On assiste donc à un ressassement des mêmes lieux communs, en guise de message. L’envie d’être enseignant n’a jamais qu’une source : la rencontre, dans sa jeunesse, avec un prof marquant et formidable, passionné et aimant. La richesse du métier est toujours humaine et sociale, l’envie d’aider les élèves à grandir, les contacts et les échanges, à tous les niveaux.
Les avantages commencent toujours par le rappel des 18 heures de cours et des vacances (premier argument de vente, alors que l’ORS est la première menace planant sur le métier !) tempéré toutefois par la reconnaissance de lourdes préparations et corrections.
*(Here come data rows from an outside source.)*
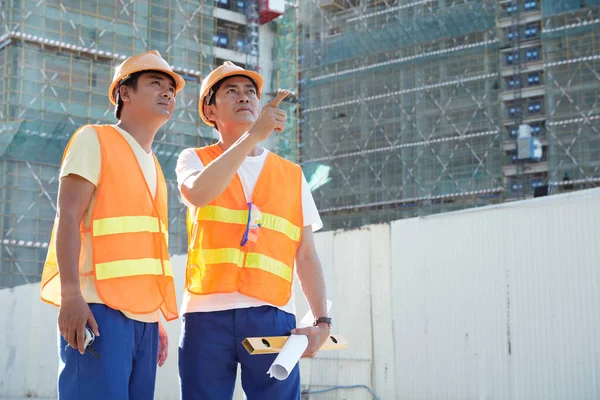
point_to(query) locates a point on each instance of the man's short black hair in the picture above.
(132, 83)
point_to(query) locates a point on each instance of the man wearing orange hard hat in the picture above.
(108, 265)
(251, 218)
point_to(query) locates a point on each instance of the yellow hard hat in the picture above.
(227, 69)
(150, 60)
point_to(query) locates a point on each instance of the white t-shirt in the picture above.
(188, 164)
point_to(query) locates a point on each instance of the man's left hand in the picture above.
(317, 336)
(163, 344)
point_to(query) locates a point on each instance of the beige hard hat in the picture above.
(227, 69)
(150, 60)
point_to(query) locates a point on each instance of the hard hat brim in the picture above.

Les inconvénients se concentrent sur la fatigue et la discipline, mais sans jamais dramatiser ni l’une ni l’autre.
Tous ont conscience d’évoluer au fil des ans dans leurs pratiques enseignantes : plus de souplesse dans la notation, plus de pédagogie individualisée, de projets et d’interactivité, de travail en équipe, tous ont d’autres activités que le cours, l’un est tuteur, l’autre fait de la formation, un troisième organise des sorties, des voyages, et leurs conseils aux futurs professeurs font preuve d’une remarquable convergence : aimer les élèves, croire que l’on peut changer les choses, être manager, être acteur de transformations.
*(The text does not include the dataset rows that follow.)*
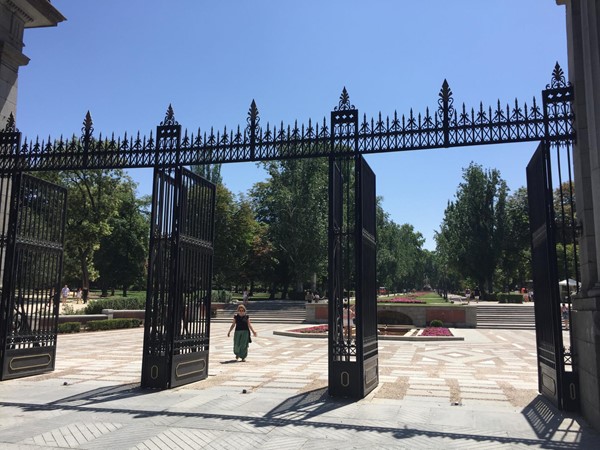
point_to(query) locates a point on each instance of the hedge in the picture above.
(69, 327)
(96, 306)
(510, 298)
(113, 324)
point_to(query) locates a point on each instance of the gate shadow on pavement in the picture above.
(307, 405)
(103, 394)
(301, 411)
(547, 421)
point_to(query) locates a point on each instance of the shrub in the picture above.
(113, 324)
(68, 310)
(96, 306)
(69, 327)
(436, 331)
(222, 296)
(510, 298)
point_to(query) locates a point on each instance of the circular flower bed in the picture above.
(436, 331)
(401, 300)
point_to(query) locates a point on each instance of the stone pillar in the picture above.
(15, 16)
(583, 37)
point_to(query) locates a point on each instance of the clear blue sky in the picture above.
(126, 61)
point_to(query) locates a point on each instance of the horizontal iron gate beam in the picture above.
(446, 127)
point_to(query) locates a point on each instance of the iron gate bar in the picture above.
(177, 325)
(446, 127)
(31, 250)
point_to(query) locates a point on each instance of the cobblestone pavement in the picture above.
(476, 393)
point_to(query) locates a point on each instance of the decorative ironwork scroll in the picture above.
(447, 126)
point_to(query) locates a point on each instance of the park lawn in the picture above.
(427, 297)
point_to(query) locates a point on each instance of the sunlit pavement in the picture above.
(480, 392)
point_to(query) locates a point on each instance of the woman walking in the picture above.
(241, 337)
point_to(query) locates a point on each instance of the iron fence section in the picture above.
(446, 126)
(31, 248)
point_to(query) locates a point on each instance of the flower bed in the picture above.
(436, 331)
(315, 329)
(401, 300)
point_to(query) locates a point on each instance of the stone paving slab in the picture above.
(476, 393)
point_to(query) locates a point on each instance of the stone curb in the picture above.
(381, 338)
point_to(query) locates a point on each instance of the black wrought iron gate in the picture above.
(177, 325)
(556, 383)
(178, 320)
(32, 219)
(353, 355)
Portrait de l’enseignant rêvé par le Ministère
Ainsi tous récitent leur catéchisme mais chacun avec ses mots : du discours le plus convenu (« D’autres métiers sont mieux payés mais la vraie richesse, etc. ») au plus vrai (le quotidien de Laurent, l’ex-surveillant d’internat passé par les concours internes, professeur d’italien à Beauvais) en passant par le plus maladroit (« Ne pas faire ce métier pour la matière mais parce qu’on aime les élèves »).
Il émerge ainsi de ces témoignages le portrait de l’enseignant rêvé par le Ministère, confirmé d’ailleurs par la fiche métier jointe à cette même rubrique : comme dans le privé, nous avons une description du poste à pourvoir, avec les mêmes mots : « Votre mission », suivi d’une liste de compétences et d’attentes détaillées et formelles.
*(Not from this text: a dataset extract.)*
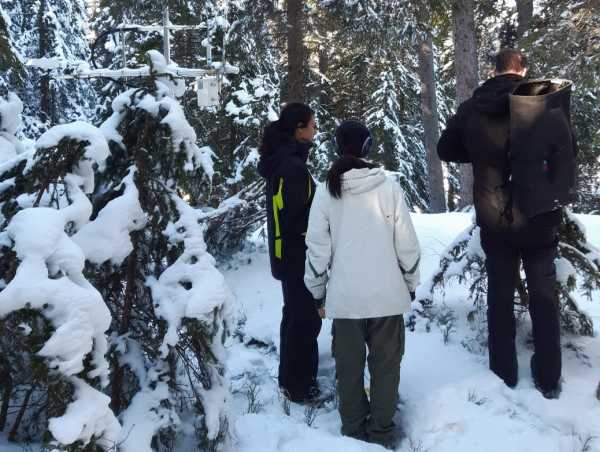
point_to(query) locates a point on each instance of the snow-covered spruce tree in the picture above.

Il est évident qu’une présentation du métier ne peut être le lieu d’évoquer les frustrations, mécontentements ou conflits nés de relations loin être toujours enrichissantes avec les élèves, les parents, l’administration et les collègues, ni d’aborder les difficultés professionnelles liées à la nature des programmes, aux conditions de travail, aux compositions des classes ou encore aux évolutions de carrière, ni enfin d’embrasser la diversité de tous les profils qui se tournent aujourd’hui vers l’enseignement, mais quelles que soient les excuses trouvées à ces absences ou insuffisances, il reste que cette rubrique « Ils en parlent » manque d’originalité et d’attractivité. Du métier, ils en parlent, oui mais trop bien, trop sagement.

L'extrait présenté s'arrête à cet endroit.